Personal information
- Full name: Claire Louise Fraser-Green
- Born: Claire Louise Fraser 30 June 1978 (age 46) London, United Kingdom

Team information
- Discipline: Road
- Role: Rider

Amateur teams
- 2008–2010: Army Cycling Union
- 2012: Hope Factory Racing
- 2014: Army Cycling Union
- 2016–2017: Stonehenge Triathlon and Road

Major wins
- One-day races and Classics National Time Trial Championships (2012–2018) National Road Race Championships (2012, 2014–2018)
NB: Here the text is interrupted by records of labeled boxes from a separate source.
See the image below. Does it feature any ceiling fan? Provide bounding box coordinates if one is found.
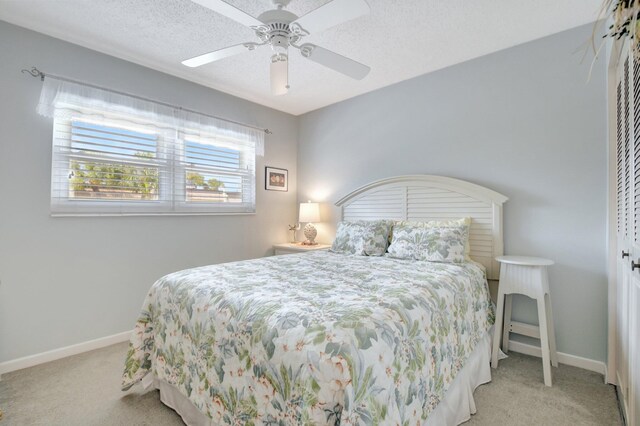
[182,0,371,95]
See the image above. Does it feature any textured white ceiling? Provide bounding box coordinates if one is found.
[0,0,602,115]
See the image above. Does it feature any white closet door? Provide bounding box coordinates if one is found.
[627,55,640,424]
[615,47,640,425]
[616,52,631,416]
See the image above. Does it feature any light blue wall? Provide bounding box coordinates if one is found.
[298,25,607,360]
[0,21,298,362]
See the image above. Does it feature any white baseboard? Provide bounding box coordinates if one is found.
[509,340,607,376]
[0,331,131,375]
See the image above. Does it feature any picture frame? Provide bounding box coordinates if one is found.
[264,166,289,192]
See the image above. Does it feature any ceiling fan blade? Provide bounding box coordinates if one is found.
[191,0,264,27]
[300,43,371,80]
[292,0,370,34]
[271,56,289,95]
[182,43,255,68]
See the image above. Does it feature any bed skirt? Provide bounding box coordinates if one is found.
[142,327,493,426]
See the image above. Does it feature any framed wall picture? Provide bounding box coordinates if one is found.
[264,167,289,192]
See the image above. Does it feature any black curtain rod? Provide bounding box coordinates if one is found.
[22,67,273,135]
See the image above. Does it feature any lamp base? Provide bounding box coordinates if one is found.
[302,223,318,246]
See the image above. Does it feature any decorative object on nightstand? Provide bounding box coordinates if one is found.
[273,243,331,256]
[298,201,320,246]
[288,223,300,244]
[491,256,558,386]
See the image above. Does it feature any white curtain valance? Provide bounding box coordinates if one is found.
[37,76,265,156]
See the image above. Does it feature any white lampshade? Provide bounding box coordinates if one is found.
[299,202,320,222]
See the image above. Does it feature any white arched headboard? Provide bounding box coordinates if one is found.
[336,175,508,280]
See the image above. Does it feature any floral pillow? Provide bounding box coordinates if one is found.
[330,220,393,256]
[388,225,469,263]
[389,217,471,260]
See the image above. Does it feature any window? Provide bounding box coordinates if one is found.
[39,76,258,215]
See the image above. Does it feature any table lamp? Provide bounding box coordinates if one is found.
[298,201,320,246]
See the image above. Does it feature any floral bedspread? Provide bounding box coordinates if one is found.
[123,251,493,425]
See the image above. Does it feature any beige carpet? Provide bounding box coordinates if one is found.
[0,343,621,426]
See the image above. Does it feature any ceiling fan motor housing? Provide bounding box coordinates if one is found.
[253,9,303,53]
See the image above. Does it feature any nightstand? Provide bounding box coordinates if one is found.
[273,243,331,256]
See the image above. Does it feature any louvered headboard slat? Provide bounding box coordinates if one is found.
[336,175,508,279]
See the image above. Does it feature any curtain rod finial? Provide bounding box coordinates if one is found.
[21,67,44,81]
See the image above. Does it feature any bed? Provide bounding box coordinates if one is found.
[123,175,506,425]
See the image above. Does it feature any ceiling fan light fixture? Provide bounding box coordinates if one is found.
[182,0,371,95]
[271,53,289,96]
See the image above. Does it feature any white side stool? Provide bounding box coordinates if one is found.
[491,256,558,386]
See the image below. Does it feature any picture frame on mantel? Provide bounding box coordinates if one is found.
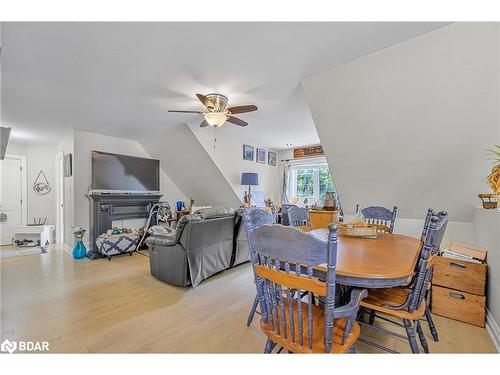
[256,148,267,164]
[243,145,255,161]
[267,151,276,167]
= Claire Fraser (cyclist) =

Guyanese cyclist

Claire Louise Fraser-Green (née Fraser; born 30 June 1978) is a British-Guyanese road cyclist, who represents Guyana. She is a multiple national champion in both road and time trial disciplines, winning both titles in 2012, 2014, 2015, 2016, 2017 and 2018, as well as the time trial title in 2013.

She represented her nation at the 2010 Commonwealth Games and 2014 Commonwealth Games in Delhi and Glasgow respectively, the 2010 Central American and Caribbean Games in Puerto Rico, the 2011 Pan American Cycling Championships in Colombia and the 2011 UCI Road World Championships. She has also raced for Guyana at the Elite Caribbean Road Cycling Championships in 2009 (Barbados), 2012 (Antigua), 2013 (Curaçao), 2014 (Puerto Rico) and 2016 (Guadeloupe).

Aside from her cycling career, Fraser-Green is a Major in the Royal Artillery of the British Army.